Synthetic responses

Throughout the book, the primary focus has been caching content from the origin. For non-cacheable content we provided ways to bypass the cache.

As you have already seen, this chapter is about caching otherwise uncacheable content, and about offloading the uncacheable logic on the edge.

But instead of serving content from the origin, we can cut out the origin and produce the content ourselves. We do this by serving synthetic HTTP responses.

This is already a familiar concept by now, as return(synth()) and vcl_synth have been covered a number of times.

If we have access to the stateful data, or we can compute the data ourselves, we can produce synthetic HTTP responses without accessing the origin server. We can do this for all content or for select endpoints.
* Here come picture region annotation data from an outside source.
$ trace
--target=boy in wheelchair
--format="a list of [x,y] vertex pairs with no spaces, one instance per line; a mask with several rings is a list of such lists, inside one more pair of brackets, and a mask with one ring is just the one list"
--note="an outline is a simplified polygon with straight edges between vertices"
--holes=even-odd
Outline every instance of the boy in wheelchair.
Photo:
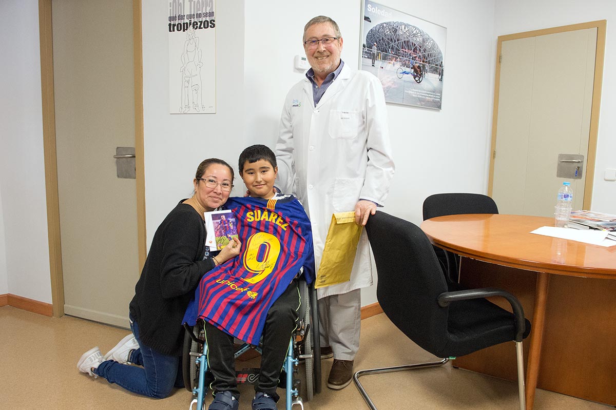
[[277,410],[276,389],[298,319],[298,272],[309,284],[314,279],[310,225],[294,196],[274,193],[278,167],[271,150],[249,147],[238,167],[249,196],[229,198],[224,207],[233,211],[243,249],[203,276],[184,321],[205,323],[208,368],[214,379],[209,410],[237,410],[233,338],[257,345],[262,336],[252,408]]

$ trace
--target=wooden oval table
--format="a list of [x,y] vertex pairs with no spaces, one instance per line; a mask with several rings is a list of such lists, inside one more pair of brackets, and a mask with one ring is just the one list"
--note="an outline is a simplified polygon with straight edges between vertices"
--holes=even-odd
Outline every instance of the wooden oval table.
[[[529,410],[537,387],[616,406],[616,281],[604,280],[616,279],[616,246],[530,233],[554,226],[541,217],[453,215],[421,226],[434,244],[469,258],[463,259],[461,283],[503,287],[532,315]],[[493,368],[514,356],[499,346],[459,358],[456,366],[515,380],[514,363]]]

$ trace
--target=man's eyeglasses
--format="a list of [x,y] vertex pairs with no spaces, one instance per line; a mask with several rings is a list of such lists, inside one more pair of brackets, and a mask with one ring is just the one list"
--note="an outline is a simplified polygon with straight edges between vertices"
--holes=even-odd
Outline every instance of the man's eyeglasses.
[[314,50],[314,49],[318,47],[318,43],[323,44],[323,47],[327,47],[332,42],[340,38],[339,37],[326,37],[325,38],[322,38],[320,40],[306,40],[304,42],[304,45],[309,50]]
[[221,189],[225,192],[230,192],[231,189],[233,188],[233,185],[229,182],[219,182],[215,179],[209,179],[205,178],[197,178],[200,181],[203,181],[205,183],[205,186],[208,188],[216,188],[219,185],[221,186]]

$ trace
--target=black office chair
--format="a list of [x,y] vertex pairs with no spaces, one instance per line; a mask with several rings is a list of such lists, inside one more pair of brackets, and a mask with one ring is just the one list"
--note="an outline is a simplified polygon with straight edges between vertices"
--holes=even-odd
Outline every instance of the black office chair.
[[[522,305],[511,294],[496,288],[464,290],[448,284],[432,244],[416,225],[382,212],[366,225],[376,262],[376,296],[383,312],[398,329],[422,348],[442,360],[392,368],[360,370],[354,380],[368,406],[376,408],[359,382],[375,373],[441,366],[493,345],[514,340],[521,410],[526,408],[522,340],[530,332]],[[395,241],[391,238],[395,238]],[[485,298],[501,296],[511,313]]]
[[[498,214],[494,200],[487,195],[474,193],[442,193],[430,195],[424,201],[424,220],[445,215],[460,214]],[[460,257],[437,246],[434,252],[447,279],[457,282]]]

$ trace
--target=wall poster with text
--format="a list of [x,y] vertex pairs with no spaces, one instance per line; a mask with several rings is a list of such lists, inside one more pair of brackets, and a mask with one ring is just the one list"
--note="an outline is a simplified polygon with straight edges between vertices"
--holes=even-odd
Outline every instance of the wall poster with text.
[[169,112],[215,113],[215,1],[166,1],[169,5]]
[[440,110],[447,29],[363,0],[360,69],[381,80],[388,103]]

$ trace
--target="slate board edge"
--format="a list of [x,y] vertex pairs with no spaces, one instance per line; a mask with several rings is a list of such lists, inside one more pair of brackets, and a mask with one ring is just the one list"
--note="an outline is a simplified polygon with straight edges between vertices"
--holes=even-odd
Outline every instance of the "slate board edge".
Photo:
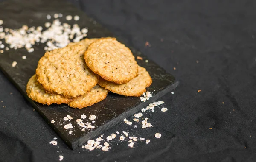
[[109,128],[116,125],[124,119],[125,119],[141,110],[143,108],[145,107],[149,103],[154,102],[156,100],[159,99],[171,90],[174,89],[179,85],[178,81],[175,81],[174,84],[169,85],[164,89],[163,90],[158,93],[152,96],[149,100],[146,102],[142,102],[140,104],[136,107],[134,107],[131,109],[127,112],[122,113],[118,116],[116,117],[113,119],[103,126],[99,127],[97,129],[94,129],[93,131],[88,133],[86,135],[79,137],[71,142],[71,145],[70,147],[73,150],[75,150],[78,147],[84,144],[85,142],[90,140],[93,138],[98,134],[104,132]]

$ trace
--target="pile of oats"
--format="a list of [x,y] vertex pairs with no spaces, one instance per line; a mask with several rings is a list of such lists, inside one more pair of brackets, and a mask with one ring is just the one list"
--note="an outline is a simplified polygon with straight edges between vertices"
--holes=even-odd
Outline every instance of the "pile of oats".
[[140,100],[143,102],[145,102],[146,100],[149,100],[149,98],[152,97],[152,94],[150,92],[147,91],[145,93],[142,94],[143,97],[140,97]]

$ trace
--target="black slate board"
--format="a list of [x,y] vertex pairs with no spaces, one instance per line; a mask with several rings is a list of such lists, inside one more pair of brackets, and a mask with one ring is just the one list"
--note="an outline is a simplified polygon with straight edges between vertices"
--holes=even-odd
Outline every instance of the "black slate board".
[[[65,20],[66,15],[80,16],[79,21],[72,20],[68,22],[70,24],[77,23],[81,28],[88,28],[89,31],[88,38],[113,36],[108,30],[67,2],[50,0],[29,1],[30,3],[9,0],[0,3],[0,19],[4,21],[4,23],[2,25],[4,28],[19,28],[23,25],[28,25],[29,27],[44,26],[45,22],[51,22],[53,20],[53,19],[47,20],[47,14],[50,14],[52,17],[55,13],[61,13],[63,14],[63,17],[60,18],[62,23],[67,22]],[[118,39],[122,42],[119,39]],[[6,47],[9,46],[4,44]],[[135,57],[139,56],[143,58],[143,60],[137,60],[138,64],[146,68],[152,78],[153,83],[147,90],[151,92],[153,96],[149,101],[143,102],[139,98],[125,97],[109,93],[104,101],[82,109],[71,108],[64,104],[50,106],[43,105],[34,102],[28,98],[26,92],[26,86],[29,78],[35,73],[38,61],[44,53],[43,50],[44,46],[41,44],[34,46],[35,51],[31,53],[28,53],[24,48],[17,50],[10,49],[5,51],[4,53],[0,54],[0,69],[61,138],[73,149],[100,134],[124,118],[134,114],[149,103],[170,92],[178,84],[175,82],[175,78],[172,75],[167,73],[164,70],[152,61],[149,60],[149,62],[145,62],[146,58],[142,55],[140,52],[130,47]],[[22,59],[21,57],[23,55],[26,56],[27,59]],[[17,62],[17,65],[15,67],[12,67],[11,65],[13,61]],[[80,118],[83,114],[87,117],[84,120],[85,123],[89,121],[88,117],[90,115],[96,115],[96,122],[93,124],[95,126],[94,129],[85,129],[85,131],[81,131],[81,128],[77,124],[76,120],[76,119]],[[67,115],[70,115],[73,119],[70,121],[64,121],[63,117]],[[52,120],[54,120],[55,123],[51,123]],[[72,129],[72,134],[69,134],[70,130],[63,128],[63,126],[68,123],[72,123],[74,127]]]

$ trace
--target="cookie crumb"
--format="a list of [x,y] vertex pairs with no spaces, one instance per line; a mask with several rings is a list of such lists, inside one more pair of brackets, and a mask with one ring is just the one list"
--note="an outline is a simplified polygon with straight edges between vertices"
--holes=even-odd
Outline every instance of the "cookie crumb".
[[155,134],[155,137],[156,138],[159,138],[161,137],[161,136],[162,136],[162,135],[161,135],[161,134],[160,134],[159,133],[156,133]]

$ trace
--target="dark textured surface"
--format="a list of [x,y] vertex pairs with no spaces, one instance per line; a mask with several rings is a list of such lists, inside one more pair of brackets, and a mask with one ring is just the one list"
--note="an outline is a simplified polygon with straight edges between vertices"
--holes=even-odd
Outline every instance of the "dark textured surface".
[[[73,2],[180,81],[174,95],[160,99],[169,110],[148,116],[150,129],[119,123],[104,133],[128,131],[150,139],[148,145],[139,142],[132,149],[116,140],[107,152],[71,151],[58,140],[59,148],[49,145],[57,135],[1,74],[0,157],[8,162],[56,162],[59,154],[69,162],[255,161],[255,0]],[[151,47],[145,47],[146,41]],[[152,137],[156,132],[161,138]]]
[[[78,23],[82,28],[87,27],[89,31],[88,33],[88,38],[112,36],[109,32],[98,23],[93,23],[93,20],[86,17],[82,12],[78,11],[77,8],[70,5],[70,3],[64,3],[62,1],[55,1],[49,5],[50,0],[33,2],[30,4],[30,6],[27,6],[26,3],[21,3],[19,1],[8,1],[3,3],[2,6],[4,7],[0,8],[0,15],[3,15],[4,13],[9,14],[8,18],[2,16],[1,18],[5,22],[4,26],[20,28],[26,24],[27,19],[33,20],[33,22],[40,22],[39,24],[32,22],[30,24],[30,26],[37,26],[37,25],[44,26],[45,22],[49,21],[46,18],[47,14],[44,12],[42,12],[42,11],[47,10],[47,13],[51,14],[52,16],[55,13],[65,13],[63,18],[61,19],[63,23],[67,22],[65,20],[66,16],[69,14],[73,16],[79,15],[81,19],[79,22],[73,21],[68,22],[70,24]],[[60,2],[62,2],[61,6],[56,8]],[[19,6],[20,9],[17,9],[16,6]],[[38,10],[37,8],[39,8],[40,9]],[[34,9],[35,8],[37,9]],[[17,10],[17,12],[12,12],[14,10]],[[15,17],[17,14],[19,15],[17,17]],[[15,25],[12,25],[17,20],[18,20],[17,24],[15,23]],[[170,92],[177,85],[177,84],[174,84],[175,79],[173,76],[166,73],[164,70],[151,61],[146,63],[145,60],[147,59],[146,58],[141,55],[140,52],[132,49],[135,58],[138,56],[143,58],[143,60],[137,60],[138,63],[147,70],[152,78],[153,83],[147,88],[147,90],[151,92],[153,96],[149,101],[143,102],[138,97],[125,97],[109,93],[106,99],[103,101],[81,109],[74,109],[66,104],[50,106],[42,105],[33,102],[27,97],[26,85],[29,78],[35,73],[39,59],[44,54],[43,45],[42,44],[36,45],[35,46],[34,52],[29,54],[24,49],[17,50],[11,49],[6,51],[4,54],[0,55],[0,69],[20,89],[21,93],[31,102],[36,110],[73,149],[76,148],[124,119],[134,115],[150,103]],[[23,60],[21,57],[23,55],[26,55],[27,59]],[[12,63],[15,61],[17,62],[17,65],[12,67]],[[80,116],[83,114],[87,116],[87,119],[83,120],[85,123],[87,122],[91,123],[92,120],[89,119],[89,116],[90,115],[96,116],[95,123],[92,123],[95,127],[94,128],[86,128],[85,131],[81,131],[83,128],[77,124],[76,120],[80,119]],[[63,117],[67,115],[70,115],[73,119],[64,121]],[[54,120],[55,122],[51,123],[52,120]],[[71,123],[73,128],[68,130],[64,129],[64,125],[68,123]],[[70,130],[73,131],[72,134],[69,134]]]

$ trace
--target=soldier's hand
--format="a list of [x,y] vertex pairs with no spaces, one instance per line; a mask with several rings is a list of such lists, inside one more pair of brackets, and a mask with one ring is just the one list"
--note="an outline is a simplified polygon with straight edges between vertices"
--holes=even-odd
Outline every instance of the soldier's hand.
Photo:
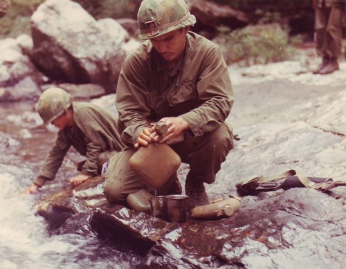
[[35,194],[39,192],[40,187],[36,184],[33,184],[25,189],[21,194]]
[[165,122],[168,127],[167,133],[163,136],[158,136],[156,133],[153,133],[150,136],[152,140],[158,143],[164,143],[170,138],[174,138],[190,128],[188,122],[181,117],[167,117],[161,120]]
[[147,147],[149,143],[152,142],[150,135],[155,131],[155,127],[145,127],[139,133],[137,142],[134,145],[134,147],[138,149],[140,146]]
[[89,176],[84,174],[80,174],[70,179],[70,184],[73,187],[77,187],[89,178]]

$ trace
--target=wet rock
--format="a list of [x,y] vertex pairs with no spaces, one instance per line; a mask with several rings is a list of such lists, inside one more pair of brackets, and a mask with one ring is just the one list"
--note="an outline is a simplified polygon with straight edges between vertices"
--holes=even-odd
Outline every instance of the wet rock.
[[[59,83],[57,86],[71,93],[75,98],[91,99],[97,98],[106,95],[104,89],[97,84],[73,84],[71,83]],[[45,85],[44,89],[48,89],[52,85]]]
[[46,78],[26,54],[32,46],[25,35],[0,41],[0,102],[35,100],[41,93]]
[[49,77],[96,84],[116,92],[128,33],[115,20],[95,21],[78,3],[48,0],[31,17],[33,62]]

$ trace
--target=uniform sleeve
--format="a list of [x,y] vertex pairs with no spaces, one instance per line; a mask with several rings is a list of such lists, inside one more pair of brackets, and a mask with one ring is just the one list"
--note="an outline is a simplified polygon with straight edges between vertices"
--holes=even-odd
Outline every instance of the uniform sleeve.
[[82,167],[82,173],[90,176],[98,174],[98,156],[103,150],[102,147],[91,141],[87,142],[85,163]]
[[196,87],[201,105],[183,114],[194,136],[217,129],[230,113],[233,90],[227,65],[218,47],[205,56]]
[[62,164],[64,158],[71,145],[66,143],[62,132],[58,132],[55,145],[46,157],[41,166],[37,178],[34,180],[40,186],[44,184],[45,180],[53,180],[59,168]]
[[125,61],[119,75],[116,93],[116,106],[122,127],[122,139],[127,145],[133,145],[140,130],[149,127],[147,119],[150,110],[146,98],[149,66],[131,55]]

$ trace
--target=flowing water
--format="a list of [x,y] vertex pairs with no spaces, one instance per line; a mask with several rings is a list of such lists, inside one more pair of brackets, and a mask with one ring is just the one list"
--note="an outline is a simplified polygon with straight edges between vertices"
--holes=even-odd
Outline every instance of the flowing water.
[[[28,103],[1,104],[0,268],[128,268],[140,260],[130,247],[86,234],[50,234],[37,204],[45,194],[66,186],[75,171],[64,162],[53,184],[23,195],[53,145],[56,130],[33,129],[39,122]],[[75,153],[70,153],[70,156]]]

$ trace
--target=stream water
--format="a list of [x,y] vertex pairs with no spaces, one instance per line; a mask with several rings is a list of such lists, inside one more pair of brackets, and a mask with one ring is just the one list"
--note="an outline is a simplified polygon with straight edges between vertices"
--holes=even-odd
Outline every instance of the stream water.
[[33,107],[0,105],[0,268],[133,268],[140,254],[129,247],[102,239],[91,229],[82,235],[52,235],[44,219],[35,214],[43,195],[66,185],[65,178],[75,171],[71,160],[39,194],[21,194],[31,184],[55,135],[53,129],[32,129],[39,121]]

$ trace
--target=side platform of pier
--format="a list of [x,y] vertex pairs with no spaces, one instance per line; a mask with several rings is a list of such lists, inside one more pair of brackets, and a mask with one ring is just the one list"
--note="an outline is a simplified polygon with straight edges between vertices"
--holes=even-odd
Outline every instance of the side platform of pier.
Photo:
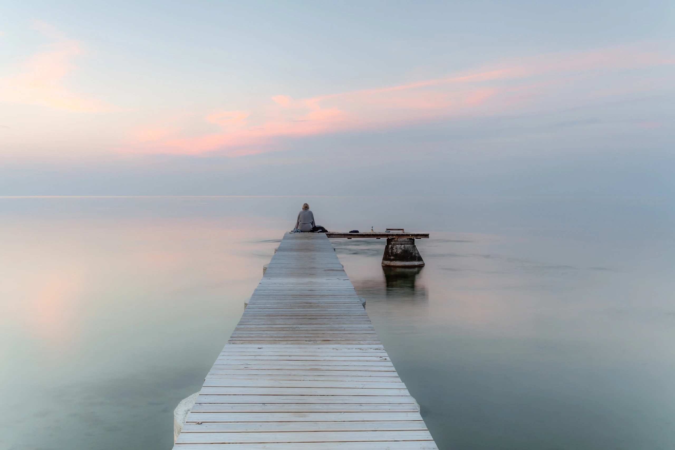
[[435,450],[324,233],[286,233],[174,450]]

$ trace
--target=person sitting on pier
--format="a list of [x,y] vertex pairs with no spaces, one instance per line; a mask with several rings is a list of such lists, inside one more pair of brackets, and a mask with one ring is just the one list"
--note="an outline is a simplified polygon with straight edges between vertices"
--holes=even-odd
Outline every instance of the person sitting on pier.
[[309,210],[309,205],[305,203],[302,205],[302,210],[298,213],[298,220],[296,221],[295,229],[298,231],[308,233],[314,231],[315,233],[327,233],[328,230],[321,225],[317,225],[314,223],[314,214]]

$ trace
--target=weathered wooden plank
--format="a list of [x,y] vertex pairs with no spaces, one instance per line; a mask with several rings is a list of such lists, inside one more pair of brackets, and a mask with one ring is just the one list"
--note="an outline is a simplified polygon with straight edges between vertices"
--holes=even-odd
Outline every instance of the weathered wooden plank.
[[409,395],[252,395],[202,393],[198,403],[414,403]]
[[[269,443],[246,444],[185,444],[176,445],[180,450],[317,450],[317,443]],[[321,443],[320,450],[438,450],[433,441],[402,442],[332,442]]]
[[181,450],[435,450],[325,234],[286,235]]
[[431,441],[427,430],[406,431],[342,431],[286,432],[182,432],[177,444],[325,443],[354,441]]
[[239,422],[186,424],[184,432],[422,431],[423,420],[397,422]]
[[362,422],[417,420],[415,412],[194,412],[188,422]]

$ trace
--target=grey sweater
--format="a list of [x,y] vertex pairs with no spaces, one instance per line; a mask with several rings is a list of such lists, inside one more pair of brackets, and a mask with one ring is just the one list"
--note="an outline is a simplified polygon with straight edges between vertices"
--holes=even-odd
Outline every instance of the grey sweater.
[[314,226],[314,215],[308,209],[303,209],[298,213],[296,228],[301,231],[311,231]]

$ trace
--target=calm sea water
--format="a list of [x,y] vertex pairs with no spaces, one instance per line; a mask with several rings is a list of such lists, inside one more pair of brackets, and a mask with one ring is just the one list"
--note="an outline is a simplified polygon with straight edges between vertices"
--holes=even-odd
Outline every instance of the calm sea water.
[[0,449],[170,449],[305,201],[440,449],[675,448],[673,199],[170,197],[0,198]]

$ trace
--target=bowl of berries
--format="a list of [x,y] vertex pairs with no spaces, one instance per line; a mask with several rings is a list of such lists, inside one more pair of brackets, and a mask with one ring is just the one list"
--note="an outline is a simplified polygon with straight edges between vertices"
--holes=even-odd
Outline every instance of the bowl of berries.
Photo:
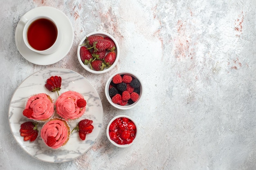
[[119,109],[129,109],[141,100],[143,92],[141,81],[133,73],[117,72],[107,81],[105,92],[112,106]]
[[106,73],[117,64],[119,46],[111,35],[97,31],[87,35],[79,44],[77,57],[82,66],[95,73]]
[[134,120],[125,115],[117,116],[110,121],[106,133],[109,141],[115,146],[125,148],[134,143],[138,126]]

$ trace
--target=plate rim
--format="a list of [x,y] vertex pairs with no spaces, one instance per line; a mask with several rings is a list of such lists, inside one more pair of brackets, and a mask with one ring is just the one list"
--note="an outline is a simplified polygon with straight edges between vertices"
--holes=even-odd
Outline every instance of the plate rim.
[[[30,153],[29,153],[28,152],[27,152],[24,148],[24,147],[22,146],[20,144],[18,141],[18,140],[17,140],[17,139],[16,139],[16,138],[15,137],[15,135],[13,134],[13,130],[12,130],[12,128],[11,127],[11,123],[10,122],[10,108],[11,108],[11,101],[12,101],[12,99],[13,99],[13,97],[14,96],[14,95],[15,94],[16,92],[18,90],[18,89],[19,88],[20,86],[22,84],[22,83],[26,81],[26,79],[27,79],[30,76],[31,76],[31,75],[36,74],[37,73],[39,73],[39,72],[40,71],[45,71],[45,70],[54,70],[54,69],[60,69],[60,70],[64,70],[67,71],[69,71],[70,72],[73,72],[74,73],[76,73],[78,75],[79,75],[81,76],[82,77],[83,77],[84,79],[85,79],[88,82],[88,83],[89,83],[90,85],[92,86],[92,87],[93,88],[93,89],[95,91],[95,92],[96,93],[98,97],[99,97],[99,100],[100,102],[100,103],[101,104],[101,113],[102,113],[102,119],[101,119],[101,128],[99,132],[99,133],[97,135],[96,139],[95,139],[95,141],[94,141],[94,142],[93,144],[92,144],[91,146],[90,146],[90,147],[88,148],[88,149],[87,149],[85,151],[85,152],[82,153],[81,153],[81,154],[80,154],[79,155],[76,157],[74,158],[72,158],[72,159],[70,159],[68,160],[65,160],[63,161],[47,161],[45,160],[43,160],[43,159],[40,159],[37,157],[35,157],[33,155],[32,155]],[[9,109],[8,109],[8,113],[7,114],[7,116],[8,116],[8,123],[9,124],[9,127],[10,128],[10,130],[11,130],[11,134],[12,135],[12,137],[13,137],[15,141],[16,141],[16,142],[17,142],[17,143],[18,144],[18,145],[20,146],[20,147],[22,149],[22,150],[24,151],[27,154],[28,154],[28,155],[30,155],[30,156],[31,156],[31,157],[36,159],[38,160],[39,160],[40,161],[44,161],[45,162],[49,162],[49,163],[63,163],[63,162],[67,162],[69,161],[72,161],[72,160],[74,160],[75,159],[76,159],[80,157],[81,157],[81,156],[83,155],[84,155],[84,154],[85,154],[86,152],[87,152],[88,151],[88,150],[90,149],[92,147],[92,146],[93,146],[94,144],[95,144],[96,141],[97,140],[98,140],[99,139],[99,136],[100,134],[101,133],[101,130],[102,130],[102,125],[103,124],[103,117],[104,117],[104,112],[103,111],[103,106],[102,105],[102,103],[101,102],[101,99],[100,97],[99,96],[99,94],[98,93],[98,92],[97,92],[97,91],[96,91],[96,90],[95,89],[95,88],[94,88],[94,87],[92,86],[92,85],[91,84],[91,83],[89,82],[89,81],[86,79],[86,78],[84,76],[83,76],[83,75],[82,75],[81,74],[79,73],[78,73],[73,71],[72,70],[69,69],[67,69],[67,68],[45,68],[45,69],[43,69],[39,71],[36,71],[34,73],[33,73],[30,74],[30,75],[29,75],[29,76],[28,76],[27,77],[26,77],[26,78],[25,78],[23,80],[22,80],[22,81],[20,84],[19,85],[19,86],[18,86],[16,88],[16,89],[15,90],[15,91],[14,91],[13,95],[11,96],[11,100],[9,101]]]

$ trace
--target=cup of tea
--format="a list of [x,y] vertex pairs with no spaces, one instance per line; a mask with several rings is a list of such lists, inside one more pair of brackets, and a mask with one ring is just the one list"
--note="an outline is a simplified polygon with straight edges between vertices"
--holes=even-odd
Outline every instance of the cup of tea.
[[51,18],[38,16],[28,20],[23,16],[20,21],[24,24],[23,38],[31,50],[42,55],[56,51],[62,40],[58,25]]

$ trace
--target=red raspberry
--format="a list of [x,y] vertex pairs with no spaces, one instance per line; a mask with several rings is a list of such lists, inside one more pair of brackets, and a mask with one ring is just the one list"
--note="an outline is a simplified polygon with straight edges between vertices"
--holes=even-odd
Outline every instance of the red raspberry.
[[46,141],[46,145],[49,147],[54,146],[56,143],[56,139],[54,136],[48,136],[47,138],[47,141]]
[[115,84],[121,83],[123,81],[122,77],[119,74],[117,74],[113,77],[113,82]]
[[130,93],[133,92],[134,88],[130,86],[129,84],[127,84],[126,91],[128,91]]
[[125,74],[123,76],[123,82],[126,83],[130,83],[132,80],[132,77],[130,75]]
[[136,92],[132,92],[130,94],[131,99],[133,102],[135,102],[139,99],[139,95]]
[[79,99],[76,101],[76,104],[77,105],[77,107],[82,108],[86,106],[86,101],[83,99]]
[[27,118],[32,117],[33,115],[33,110],[31,108],[26,108],[22,112],[23,115]]
[[120,94],[117,94],[112,97],[112,102],[116,104],[119,104],[122,102],[122,97]]
[[128,91],[124,91],[122,93],[122,100],[124,101],[128,101],[130,99],[130,95]]
[[121,102],[118,104],[121,106],[125,106],[128,103],[128,101],[127,100],[126,101],[122,100],[122,101],[121,101]]

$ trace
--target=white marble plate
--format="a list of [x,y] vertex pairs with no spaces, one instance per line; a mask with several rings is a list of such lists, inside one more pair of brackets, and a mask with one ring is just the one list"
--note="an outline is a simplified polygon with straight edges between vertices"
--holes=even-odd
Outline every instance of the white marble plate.
[[16,27],[15,43],[20,54],[28,61],[40,65],[52,64],[62,60],[69,52],[73,44],[74,30],[72,24],[65,14],[52,7],[38,7],[29,11],[24,16],[29,20],[41,15],[52,17],[56,21],[63,37],[60,49],[47,55],[41,55],[30,50],[23,41],[22,31],[24,25],[20,22],[19,22]]
[[[49,94],[54,102],[56,101],[58,97],[57,93],[48,91],[44,86],[47,79],[54,75],[61,76],[62,79],[60,95],[68,91],[75,91],[83,95],[87,102],[85,114],[79,119],[69,124],[71,128],[72,129],[80,120],[84,119],[92,120],[94,126],[92,132],[86,135],[85,141],[81,140],[78,132],[74,130],[67,144],[58,149],[52,149],[43,142],[40,135],[43,123],[38,125],[38,136],[33,142],[24,141],[19,132],[20,124],[31,121],[22,114],[28,97],[34,94],[45,93]],[[63,162],[81,156],[94,144],[101,128],[103,110],[98,93],[85,77],[66,69],[47,68],[29,76],[17,88],[11,100],[8,116],[10,127],[14,138],[28,154],[44,161]]]

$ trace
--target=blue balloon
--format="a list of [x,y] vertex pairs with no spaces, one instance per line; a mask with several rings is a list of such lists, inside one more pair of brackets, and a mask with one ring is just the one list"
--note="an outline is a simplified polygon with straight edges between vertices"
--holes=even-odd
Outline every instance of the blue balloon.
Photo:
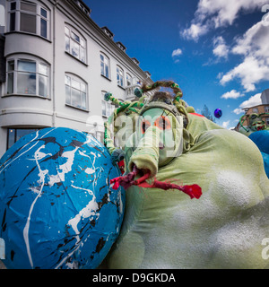
[[7,268],[96,268],[117,238],[125,190],[106,147],[69,128],[45,128],[0,160],[0,238]]
[[222,116],[222,111],[221,109],[216,109],[214,110],[214,116],[217,117],[217,118],[220,118],[221,116]]

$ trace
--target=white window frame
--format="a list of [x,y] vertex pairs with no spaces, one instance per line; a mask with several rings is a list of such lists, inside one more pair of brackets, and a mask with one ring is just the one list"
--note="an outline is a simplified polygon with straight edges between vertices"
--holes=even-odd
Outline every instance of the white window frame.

We can produce HTML and basically act as a web server. We can also produce JSON or XML and become a RESTful API application.

In previous sections of this chapter, we talked about file system access, about access to HTTP services, and about access to Memcached and Redis. We can query these data sources and use synthetic output to visualize the data.

Synthetic output and no backend

If you return synthetic output, you don’t really need to define a backend, and backend default none; will ensure varnishd doesn’t complain when you load a VCL that doesn’t have a real backend.

You can use return(synth(200,"OK")) to return a synthetic response. Any request that doesn’t return synthetic output will return an HTTP 503 Backend fetch failed error.

The synth() function is very limited in its capabilities: only a status code and some text can be used, which are parsed in a pretty horrible HTML template :

<!DOCTYPE html>
<html>
  <head>
	<title>200 OK</title>
  </head>
  <body>
	<h1>Error 200 OK</h1>
	<p>OK</p>
	<h3>Guru Meditation:</h3>
	<p>XID: 32770</p>
	<hr>
	<p>Varnish cache server</p>
  </body>
</html>

This is not really user-friendly unless we modify what vcl_synth returns.

Loading an HTML template

Using std.fileread() you can load an HTML file from disk, which serves as the template. Via regsuball(), the <<REASON>> placeholder can be replaced with the value of resp.status.

Here’s an example:

vcl 4.1;

import std;

backend default none;

sub vcl_recv {
	return(synth(200,"Something cool"));
}

sub vcl_synth {
	if(req.url == "/") {
		set resp.http.Content-Type = "text/html";
		set resp.body = regsuball(
			std.fileread("/etc/varnish/index.html"),
			"<<REASON>>",
			resp.reason);
	} else {
		set resp.status = 404;
		set resp.http.Content-Type = "text/plain";
		set resp.body = "Not found";
	}
	return(deliver);
}

If you only have a couple of files to serve, this will do, and it will be very powerful. Don’t forget that the output from std.readfile() is only processed at compile time. This means that no file system access is done at runtime.

Creating a simple API

The previous example showed some of the possibilities of synthetic responses by overriding vcl_synth. Let’s spice it up a bit and return dynamic content.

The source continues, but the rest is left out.